Bollard referred to the economic growth evident in Australia, China and emerging Asia, which accounts for almost half of New Zealand's trade, and the positive impact that has on export commodity prices - at least in world price terms. On the dollar, he was silent.
But he remains nervous about the sustainability of recovery among other trading partners once extraordinary levels of monetary and fiscal support are unwound.
"Similarly, the New Zealand economy continues to recover. Policy stimulus and improving export earnings have seen a pickup in household spending. That said, households remain cautious, with credit growth subdued," he said.
And business spending remains weak.
Goldman Sachs JBWere economist Philip Borkin said the Reserve Bank was looking for evidence the economy could stand on its own feet once policy support was removed.
"In our view, we are not in that situation just yet, but will be watching credit growth and business investment and hiring for evidence of this."
ANZ National Bank economist Khoon Goh detected a firmer and more confident tone in some subtle shifts in the language, including a change to "we would expect to begin removing policy stimulus around the middle of 2010" from December's "conditions may support beginning to remove monetary stimulus around the middle of 2010".
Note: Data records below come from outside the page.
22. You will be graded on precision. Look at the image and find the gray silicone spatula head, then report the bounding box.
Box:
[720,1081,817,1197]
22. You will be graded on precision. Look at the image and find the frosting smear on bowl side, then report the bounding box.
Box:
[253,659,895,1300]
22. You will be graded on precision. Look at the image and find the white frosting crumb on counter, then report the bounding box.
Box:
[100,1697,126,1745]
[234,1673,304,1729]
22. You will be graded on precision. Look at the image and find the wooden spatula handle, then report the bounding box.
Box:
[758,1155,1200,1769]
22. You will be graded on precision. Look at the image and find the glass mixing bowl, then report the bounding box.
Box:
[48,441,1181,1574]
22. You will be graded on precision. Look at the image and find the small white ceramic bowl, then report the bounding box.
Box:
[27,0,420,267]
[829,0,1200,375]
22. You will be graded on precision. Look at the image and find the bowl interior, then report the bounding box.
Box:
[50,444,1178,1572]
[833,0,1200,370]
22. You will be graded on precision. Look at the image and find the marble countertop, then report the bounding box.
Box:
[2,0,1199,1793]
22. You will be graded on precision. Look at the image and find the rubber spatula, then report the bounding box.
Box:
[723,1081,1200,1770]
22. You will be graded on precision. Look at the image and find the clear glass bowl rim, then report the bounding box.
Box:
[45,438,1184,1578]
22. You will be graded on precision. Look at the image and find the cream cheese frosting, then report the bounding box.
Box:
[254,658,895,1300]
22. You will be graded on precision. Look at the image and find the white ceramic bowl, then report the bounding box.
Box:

ASB chief economist Nick Tuffley noted the reappearance of "comfort" in the bank's discussion of the inflation outlook: "Annual CPI inflation is ... expected to track comfortably within the [target] band over the medium term."
The bank was possibly more relaxed about the inflation outlook after the subdued December quarter out-turn, he said.
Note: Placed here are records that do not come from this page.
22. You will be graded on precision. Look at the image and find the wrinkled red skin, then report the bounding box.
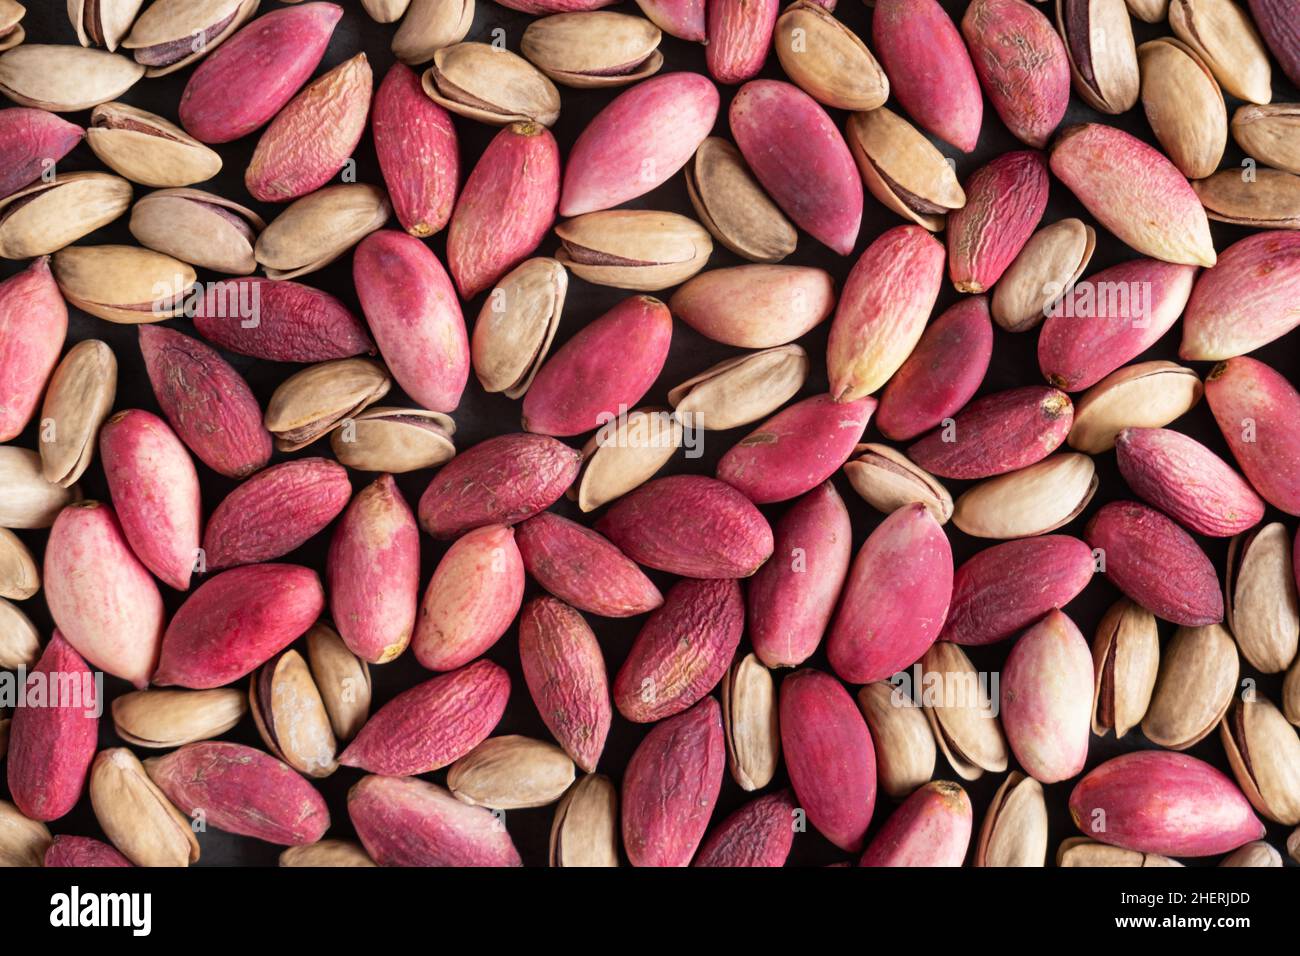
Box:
[0,257,67,442]
[707,0,780,85]
[1248,0,1300,87]
[0,109,83,199]
[373,61,459,238]
[947,150,1049,292]
[1205,356,1300,515]
[859,781,972,866]
[192,277,374,362]
[44,835,132,867]
[694,790,797,867]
After going through the statement with a fine-toothed semantic comb, the markets left pricing almost unchanged. It still implies a 25 basis point increase in the OCR in late April and a peak of 5.25 per cent around the middle of next year.
Bollard did not let the opportunity pass to remind the Government as it works on the Budget that the more discipline it displays on the fiscal front the less work monetary policy will have to do - code for not having to raise interest rates as far.
UBS economist Robin Clements said fiscal policy and potential tax changes would have a bearing on where the peak rate in the coming tightening phase might be.
"But it would have little to do with the starting point and the fact that 'neutral', wherever it is, is a long way above the current 'emergency' rate."
Tuffley said a large wedge was likely to remain between the OCR and bank funding costs even after the OCR has risen to more normal levels. That suggested a peak OCR of 5 per cent would be sufficient to remove the stimulus short-term rates provided, he said.
The foreshadowed start to the OCR tightening "around the middle of 2010" is conditional on the economy continuing to behave as expected in the bank's December monetary policy statement.
Those forecasts have growth recovering to 3.6 per cent over the year ahead coming off a base cratered by a recession that saw output fall 3.3 per cent over five quarters.